The basics are 1 pound of salt per 1 pound of coconut oil!!! Yes, you read that right. Coconut oil is used because it is the one oil that will still lather in this type of soap, although some soapers add 20% or so emollient oils. Water is discounted. Salt is added at trace to the max that the soap will take. The bar needs to be cut sooner rather than later, while it’s still warm, because it gets so hard you can’t cut it.
If I remember correctly, Dead Sea Salts are not a good option due to “sweating”. I need to check on that. If you like, I can send a recipe or two for you to try. Should be fun?!
My thoughts are simply based on my experience using the salt bar. Due to these observations, I am not particularly interested in making a salt bar myself. I’d rather make a mess making something to clean the mess. LOL! I like keeping my shower clean and I struggle with mineral buildup anyway!
Regular salt is the way to go. Dead Sea Salt does not work due to the extra minerals and other items in the salt. You want just a regular salt to prevent a batch failure.
I am anxious to try including Dead Sea salts in my soaps since I have read about their many benefits for our skin. I have had trouble, however, finding information on how much actually to put in a batch. The quantities I have seen have been quite large and would be interested to know what the proportions are. Thanks, Anne
I forgot to mention — Spa Salt Bars are made with 15%-20% superfat!
One more thing to remember about salt — too much salt added to a normal recipe will cause the soap to separate. There’s an old timey technique called “Salting Out” that soapers used to remove impurities and excess lye from the soap. It also removes glycerin. This technique is still used today in commercially made soaps to separate the glycerin out.
I’ve never made Salt Bars but I have tried salting out. Here’s what I did:
1 liter (32 oz.) water
35 grams (1 oz) common table salt
8 oz. soap bar, grated (NOT castile)
Bring water and salt to boil. Turn down to a simmer. Add soap gratings. Allow to simmer for about 15 minutes. In that time, the soap will curdle and rise to the top. Skim it off with a hand held strainer. I shape it into a ball, squeezing out as much water as possible. I then put it in a double knee high nylon stocking, knot it, and hang it over a banana holder (highly technical, I know, LOL) and let it “drip dry” for several days, squeezing and shaping once a day until the soap becomes hard. NOTE: You lose a lot of soap doing this, but the result is indeed a lovely bar of soap — similar to smooth, creamy, and elegant triple-milled French soap.
Good Point!
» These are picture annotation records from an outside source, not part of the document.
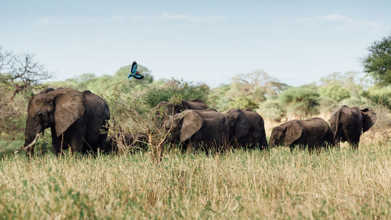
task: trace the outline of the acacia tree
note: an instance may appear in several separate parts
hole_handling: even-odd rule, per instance
[[[305,87],[291,87],[280,93],[279,99],[287,112],[300,119],[319,114],[319,94]]]
[[[242,96],[250,96],[258,102],[264,101],[265,95],[275,95],[287,86],[260,69],[237,75],[233,79],[233,84],[236,92],[239,92]]]
[[[360,59],[364,71],[373,78],[375,84],[391,84],[391,34],[375,41],[367,50],[368,54]]]
[[[35,55],[16,54],[4,51],[0,46],[0,81],[11,83],[14,87],[13,95],[22,92],[31,92],[39,88],[43,80],[54,75],[36,60]]]
[[[177,104],[181,103],[181,101],[182,99],[181,92],[188,88],[188,83],[184,82],[183,79],[177,80],[173,78],[173,94],[168,101],[169,103],[175,106]],[[134,98],[121,96],[115,92],[110,96],[102,96],[102,97],[114,109],[114,114],[120,111],[124,113],[130,119],[129,121],[127,122],[117,120],[116,124],[119,124],[119,127],[117,127],[120,128],[115,132],[120,131],[123,133],[125,129],[128,129],[135,138],[135,141],[149,145],[152,160],[158,163],[160,163],[162,158],[164,144],[167,142],[167,139],[170,134],[174,123],[174,117],[170,118],[171,125],[168,131],[161,126],[160,122],[165,117],[173,115],[175,108],[172,108],[172,112],[169,115],[165,114],[164,109],[158,109],[157,106],[147,110],[147,106],[143,104],[141,98]],[[108,101],[108,100],[110,101]],[[140,111],[143,108],[143,111]],[[157,111],[160,113],[158,116],[156,114]],[[138,128],[135,129],[131,125],[132,123],[136,124]],[[115,127],[113,122],[110,121],[108,122],[107,125],[111,127]],[[148,143],[136,140],[135,138],[140,132],[145,133],[148,136]],[[119,135],[119,139],[120,139],[121,137],[123,137],[123,134]]]

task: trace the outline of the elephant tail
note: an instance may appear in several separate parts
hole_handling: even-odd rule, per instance
[[[339,121],[341,117],[341,112],[340,110],[337,113],[337,119],[335,120],[335,130],[334,131],[334,138],[333,138],[333,143],[334,146],[336,147],[338,143],[339,142],[339,140],[337,139],[340,138],[341,135],[339,135],[339,131],[338,128],[339,127]]]

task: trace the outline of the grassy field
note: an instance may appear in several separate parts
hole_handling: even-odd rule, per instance
[[[391,219],[391,144],[0,159],[1,219]]]

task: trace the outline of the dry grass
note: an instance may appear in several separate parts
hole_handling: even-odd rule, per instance
[[[0,218],[389,219],[390,149],[6,156]]]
Thanks for sharing your observations!
One more item — the concensus among soapers I know who make Salt Bars is that coarse Kosher salt is the best — although common table salt is okay — but definitely NOT Dead Sea Salts (sorry, Anne) or Epsom Salts.
I started using a salt soap a week ago and now my daughter’s skin is a wreck, could it be the salt?
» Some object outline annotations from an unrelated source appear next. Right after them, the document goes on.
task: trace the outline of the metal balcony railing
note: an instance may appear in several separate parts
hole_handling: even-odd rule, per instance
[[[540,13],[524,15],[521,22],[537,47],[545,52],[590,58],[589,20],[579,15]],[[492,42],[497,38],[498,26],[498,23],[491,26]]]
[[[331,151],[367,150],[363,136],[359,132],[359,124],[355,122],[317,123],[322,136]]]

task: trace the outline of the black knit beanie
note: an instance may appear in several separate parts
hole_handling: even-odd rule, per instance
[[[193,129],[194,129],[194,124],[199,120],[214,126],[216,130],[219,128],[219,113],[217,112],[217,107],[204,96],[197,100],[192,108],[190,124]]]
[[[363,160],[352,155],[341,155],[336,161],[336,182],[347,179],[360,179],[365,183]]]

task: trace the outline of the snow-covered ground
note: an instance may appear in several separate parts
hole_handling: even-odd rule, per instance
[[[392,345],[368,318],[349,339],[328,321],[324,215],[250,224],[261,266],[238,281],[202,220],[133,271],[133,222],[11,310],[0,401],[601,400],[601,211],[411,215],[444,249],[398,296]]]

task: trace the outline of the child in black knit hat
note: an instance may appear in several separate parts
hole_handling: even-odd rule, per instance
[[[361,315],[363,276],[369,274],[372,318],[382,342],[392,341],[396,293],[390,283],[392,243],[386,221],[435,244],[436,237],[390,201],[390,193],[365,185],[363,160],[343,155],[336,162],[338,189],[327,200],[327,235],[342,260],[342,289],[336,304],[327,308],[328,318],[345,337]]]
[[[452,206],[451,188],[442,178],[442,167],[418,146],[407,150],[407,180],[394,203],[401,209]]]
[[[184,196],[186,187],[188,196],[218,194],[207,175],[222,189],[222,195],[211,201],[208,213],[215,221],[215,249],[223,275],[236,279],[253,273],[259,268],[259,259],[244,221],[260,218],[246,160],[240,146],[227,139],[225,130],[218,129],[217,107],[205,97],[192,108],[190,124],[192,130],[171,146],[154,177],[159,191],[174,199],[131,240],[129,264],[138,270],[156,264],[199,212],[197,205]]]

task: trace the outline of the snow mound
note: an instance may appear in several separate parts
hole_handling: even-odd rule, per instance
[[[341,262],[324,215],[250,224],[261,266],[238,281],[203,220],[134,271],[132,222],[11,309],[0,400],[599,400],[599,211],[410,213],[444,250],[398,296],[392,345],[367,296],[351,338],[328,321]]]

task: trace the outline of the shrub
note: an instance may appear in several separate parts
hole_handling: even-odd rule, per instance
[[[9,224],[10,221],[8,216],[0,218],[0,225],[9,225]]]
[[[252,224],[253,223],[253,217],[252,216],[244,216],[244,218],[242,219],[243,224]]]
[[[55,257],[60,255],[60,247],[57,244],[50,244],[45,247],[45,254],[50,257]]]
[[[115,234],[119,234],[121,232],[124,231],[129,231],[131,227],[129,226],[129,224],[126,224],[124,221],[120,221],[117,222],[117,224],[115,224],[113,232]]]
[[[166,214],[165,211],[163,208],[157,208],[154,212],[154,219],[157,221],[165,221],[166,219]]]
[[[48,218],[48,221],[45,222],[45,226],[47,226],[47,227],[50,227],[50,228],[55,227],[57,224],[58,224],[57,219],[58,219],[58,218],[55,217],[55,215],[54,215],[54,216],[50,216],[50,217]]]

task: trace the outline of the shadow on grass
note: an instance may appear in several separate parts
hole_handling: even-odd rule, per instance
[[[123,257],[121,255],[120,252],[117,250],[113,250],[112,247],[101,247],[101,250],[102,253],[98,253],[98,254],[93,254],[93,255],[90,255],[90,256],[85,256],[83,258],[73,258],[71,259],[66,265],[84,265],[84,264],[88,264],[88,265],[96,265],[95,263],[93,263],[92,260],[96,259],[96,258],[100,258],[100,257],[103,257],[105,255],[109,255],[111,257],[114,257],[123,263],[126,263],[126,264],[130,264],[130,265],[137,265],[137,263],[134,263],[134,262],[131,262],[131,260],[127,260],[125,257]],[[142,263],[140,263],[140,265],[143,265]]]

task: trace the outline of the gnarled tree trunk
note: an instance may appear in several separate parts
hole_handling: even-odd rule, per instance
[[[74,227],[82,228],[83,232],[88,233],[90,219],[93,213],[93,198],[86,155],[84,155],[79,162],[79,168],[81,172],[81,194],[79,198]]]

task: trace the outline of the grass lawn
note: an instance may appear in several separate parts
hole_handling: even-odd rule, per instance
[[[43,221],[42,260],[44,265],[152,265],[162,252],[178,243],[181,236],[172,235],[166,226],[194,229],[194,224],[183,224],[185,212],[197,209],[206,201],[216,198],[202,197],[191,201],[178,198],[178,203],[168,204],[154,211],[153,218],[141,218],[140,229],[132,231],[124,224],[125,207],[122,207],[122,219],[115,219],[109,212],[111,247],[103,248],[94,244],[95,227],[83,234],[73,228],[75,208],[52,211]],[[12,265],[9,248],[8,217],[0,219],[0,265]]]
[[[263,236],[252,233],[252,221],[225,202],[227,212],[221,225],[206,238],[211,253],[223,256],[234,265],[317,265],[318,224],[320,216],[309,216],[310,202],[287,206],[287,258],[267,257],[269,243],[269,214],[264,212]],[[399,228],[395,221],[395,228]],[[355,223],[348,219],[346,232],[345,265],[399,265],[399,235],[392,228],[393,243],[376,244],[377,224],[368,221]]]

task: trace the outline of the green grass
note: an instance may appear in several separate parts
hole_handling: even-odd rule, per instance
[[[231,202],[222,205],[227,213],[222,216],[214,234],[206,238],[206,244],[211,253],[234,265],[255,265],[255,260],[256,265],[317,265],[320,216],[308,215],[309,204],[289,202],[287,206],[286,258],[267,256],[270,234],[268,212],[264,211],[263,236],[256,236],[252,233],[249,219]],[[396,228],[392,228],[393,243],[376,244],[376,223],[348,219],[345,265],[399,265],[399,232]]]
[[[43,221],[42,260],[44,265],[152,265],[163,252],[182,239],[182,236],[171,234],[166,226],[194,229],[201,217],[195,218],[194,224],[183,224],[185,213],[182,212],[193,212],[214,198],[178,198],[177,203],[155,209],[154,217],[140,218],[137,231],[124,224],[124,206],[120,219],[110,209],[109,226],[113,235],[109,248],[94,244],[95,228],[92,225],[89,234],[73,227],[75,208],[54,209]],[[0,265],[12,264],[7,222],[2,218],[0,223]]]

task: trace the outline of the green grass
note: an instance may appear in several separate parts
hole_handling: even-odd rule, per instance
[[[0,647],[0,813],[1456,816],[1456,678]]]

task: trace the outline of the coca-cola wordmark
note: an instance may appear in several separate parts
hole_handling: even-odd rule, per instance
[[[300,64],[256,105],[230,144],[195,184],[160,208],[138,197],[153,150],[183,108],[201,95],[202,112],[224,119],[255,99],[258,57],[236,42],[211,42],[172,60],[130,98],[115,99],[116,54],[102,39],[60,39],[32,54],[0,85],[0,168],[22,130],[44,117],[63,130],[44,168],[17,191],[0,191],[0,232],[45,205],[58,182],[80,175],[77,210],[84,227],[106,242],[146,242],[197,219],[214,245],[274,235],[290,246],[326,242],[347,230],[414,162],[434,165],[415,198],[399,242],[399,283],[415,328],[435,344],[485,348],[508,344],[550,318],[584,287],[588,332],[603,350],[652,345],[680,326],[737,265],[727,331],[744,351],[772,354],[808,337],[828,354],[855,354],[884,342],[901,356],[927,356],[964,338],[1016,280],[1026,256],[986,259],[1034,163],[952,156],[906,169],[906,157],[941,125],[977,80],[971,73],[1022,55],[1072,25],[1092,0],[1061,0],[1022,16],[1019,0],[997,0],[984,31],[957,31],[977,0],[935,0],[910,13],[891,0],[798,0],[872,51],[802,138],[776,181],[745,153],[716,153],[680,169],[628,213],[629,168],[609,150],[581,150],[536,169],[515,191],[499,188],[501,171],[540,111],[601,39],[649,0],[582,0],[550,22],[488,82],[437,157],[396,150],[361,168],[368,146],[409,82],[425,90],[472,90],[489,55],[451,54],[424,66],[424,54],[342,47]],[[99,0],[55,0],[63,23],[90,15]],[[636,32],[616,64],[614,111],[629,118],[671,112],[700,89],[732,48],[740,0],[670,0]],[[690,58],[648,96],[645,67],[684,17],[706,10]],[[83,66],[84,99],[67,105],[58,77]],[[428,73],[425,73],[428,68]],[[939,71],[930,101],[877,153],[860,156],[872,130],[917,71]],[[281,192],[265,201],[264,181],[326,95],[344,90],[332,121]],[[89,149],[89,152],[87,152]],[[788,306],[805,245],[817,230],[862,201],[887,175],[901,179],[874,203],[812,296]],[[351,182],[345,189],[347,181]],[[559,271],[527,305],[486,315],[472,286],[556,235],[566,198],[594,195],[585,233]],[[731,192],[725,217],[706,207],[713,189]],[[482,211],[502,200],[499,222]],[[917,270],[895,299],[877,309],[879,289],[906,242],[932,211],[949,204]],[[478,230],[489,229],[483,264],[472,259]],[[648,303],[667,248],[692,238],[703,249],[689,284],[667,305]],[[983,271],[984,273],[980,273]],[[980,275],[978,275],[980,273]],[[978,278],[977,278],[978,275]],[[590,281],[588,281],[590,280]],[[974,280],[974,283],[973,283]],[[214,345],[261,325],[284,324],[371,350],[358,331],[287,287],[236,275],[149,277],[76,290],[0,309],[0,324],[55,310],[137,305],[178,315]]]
YES! Salt, this can be very drying to the skin.
Hummm I always read that table salt was terrible to use cause it was very drying. That a sea salt was best just not dead sea. The claims are that it exfoliates and removes toxins from the skin leaving it soft.
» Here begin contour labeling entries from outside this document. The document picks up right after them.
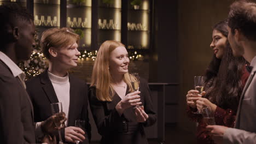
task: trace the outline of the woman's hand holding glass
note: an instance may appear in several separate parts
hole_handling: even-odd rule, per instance
[[[202,92],[202,95],[204,95],[205,92]],[[195,89],[191,89],[188,92],[187,94],[187,104],[193,109],[196,108],[196,100],[199,98],[202,97],[202,95],[199,91]]]
[[[144,111],[144,106],[141,106],[135,109],[135,115],[137,122],[138,123],[144,122],[148,119],[148,115]]]
[[[85,132],[81,128],[74,127],[65,128],[65,139],[66,141],[75,143],[77,141],[82,142],[85,139],[84,135]]]
[[[136,91],[124,97],[115,106],[120,115],[121,115],[124,111],[128,108],[142,104],[140,102],[141,96],[138,95],[139,93],[141,92]]]
[[[203,92],[205,94],[205,92]],[[204,95],[203,94],[203,95]],[[201,111],[203,107],[210,107],[213,112],[215,112],[217,105],[212,103],[208,99],[205,98],[198,98],[196,100],[196,108],[199,111]]]

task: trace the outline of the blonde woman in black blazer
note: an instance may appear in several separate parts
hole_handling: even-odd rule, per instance
[[[127,54],[121,43],[106,41],[94,66],[89,97],[101,143],[148,143],[144,127],[156,121],[147,83],[141,79],[139,91],[131,92]]]
[[[40,43],[44,56],[49,61],[49,68],[26,82],[36,122],[41,122],[51,115],[51,103],[62,102],[67,121],[66,127],[61,129],[61,136],[62,141],[68,143],[77,141],[88,143],[91,137],[86,84],[68,73],[71,68],[77,65],[80,55],[77,49],[78,39],[78,35],[68,28],[52,28],[44,31]],[[85,120],[85,127],[75,127],[76,119]]]

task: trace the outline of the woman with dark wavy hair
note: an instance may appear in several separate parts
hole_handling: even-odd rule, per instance
[[[198,123],[197,143],[214,142],[206,130],[206,124],[202,115],[194,112],[200,111],[205,106],[211,107],[216,124],[233,127],[240,97],[249,76],[245,59],[232,55],[227,38],[227,26],[225,21],[222,21],[213,28],[210,47],[214,55],[205,76],[206,91],[200,95],[199,91],[190,90],[187,95],[188,116]]]

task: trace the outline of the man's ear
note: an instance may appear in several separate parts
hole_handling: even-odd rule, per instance
[[[244,36],[240,30],[235,29],[235,39],[236,41],[240,41],[243,40]]]
[[[49,53],[54,57],[56,57],[57,55],[56,49],[53,47],[50,47],[50,48],[49,48]]]
[[[13,37],[15,40],[19,39],[20,35],[20,29],[18,27],[15,27],[12,29]]]

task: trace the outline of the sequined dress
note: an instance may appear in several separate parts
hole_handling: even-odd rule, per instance
[[[242,82],[244,86],[249,73],[246,70],[245,67],[241,77]],[[237,106],[238,107],[238,106]],[[196,129],[196,140],[199,144],[213,144],[215,143],[213,140],[208,134],[208,131],[206,130],[206,124],[203,122],[202,115],[200,114],[195,114],[194,112],[197,110],[188,106],[187,113],[188,117],[195,122],[198,123]],[[228,127],[233,127],[236,119],[236,111],[227,109],[223,109],[217,106],[214,113],[215,123],[217,125],[224,125]]]

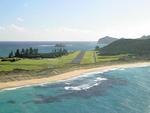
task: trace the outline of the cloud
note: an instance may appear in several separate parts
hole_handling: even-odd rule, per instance
[[[24,27],[21,27],[21,26],[18,26],[16,24],[11,24],[8,26],[8,28],[11,30],[11,31],[19,31],[19,32],[24,32],[25,31],[25,28]]]
[[[4,31],[5,27],[0,26],[0,31]]]
[[[17,17],[17,21],[19,21],[19,22],[23,22],[23,21],[24,21],[24,19],[23,19],[22,17]]]

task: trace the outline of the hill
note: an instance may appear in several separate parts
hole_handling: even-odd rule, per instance
[[[139,39],[150,39],[150,35],[144,35],[144,36],[142,36],[141,38],[139,38]]]
[[[117,38],[114,38],[114,37],[109,37],[109,36],[105,36],[103,38],[100,38],[98,40],[98,44],[101,44],[101,45],[109,45],[110,43],[114,42],[118,40]]]
[[[150,39],[119,39],[108,46],[101,48],[103,55],[134,54],[149,55]]]

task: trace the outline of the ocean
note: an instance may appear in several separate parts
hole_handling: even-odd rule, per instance
[[[150,113],[150,67],[0,92],[0,113]]]
[[[38,48],[39,52],[51,52],[55,44],[64,44],[68,51],[76,50],[93,50],[97,42],[52,42],[52,41],[35,41],[35,42],[0,42],[0,56],[8,56],[11,51],[22,48]]]

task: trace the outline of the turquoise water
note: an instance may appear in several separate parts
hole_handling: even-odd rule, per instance
[[[150,67],[2,91],[0,113],[150,113]]]
[[[0,56],[8,56],[11,51],[22,48],[38,48],[40,53],[48,53],[54,49],[56,44],[64,44],[68,51],[76,50],[93,50],[97,42],[59,42],[59,41],[27,41],[27,42],[1,42],[0,41]]]

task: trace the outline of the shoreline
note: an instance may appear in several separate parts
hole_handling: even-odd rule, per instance
[[[2,83],[0,82],[0,91],[3,90],[13,90],[17,88],[22,87],[30,87],[34,85],[42,85],[42,84],[50,84],[55,83],[63,80],[69,80],[74,77],[80,77],[83,74],[91,73],[91,72],[104,72],[109,71],[114,68],[132,68],[132,67],[144,67],[144,66],[150,66],[150,62],[141,62],[141,63],[127,63],[127,64],[113,64],[110,66],[100,66],[95,68],[89,68],[89,69],[77,69],[70,72],[45,77],[45,78],[37,78],[37,79],[30,79],[30,80],[21,80],[21,81],[11,81]]]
But I do agree about it not sounding appealing with build up and my personal concern with dry skin! I live in Colorado, so we combat that enough with out the soap!
Here is a 2lb batch if you are still curious to try it yourself:
Coconut Oil – 504 gr. or 17.78 oz. 70%
Castor Oil – 72 gr. or 2.54 oz. 10%
Grapeseed Oil – 144 gr. or 5.08 oz. 20%
Distilled Water – 237.6 gr. or 8.38 oz.
Lye – 102.15 gr. or 3.6 oz.
Sea Salt(fine) – 576 gr. or 20.32 oz.
Super Fat/Discount = 15%
This is not my recipe but a recipe from a free site I use often… their free recipes are fantastic
Thank you for the info. I’ll switch her back to my soap.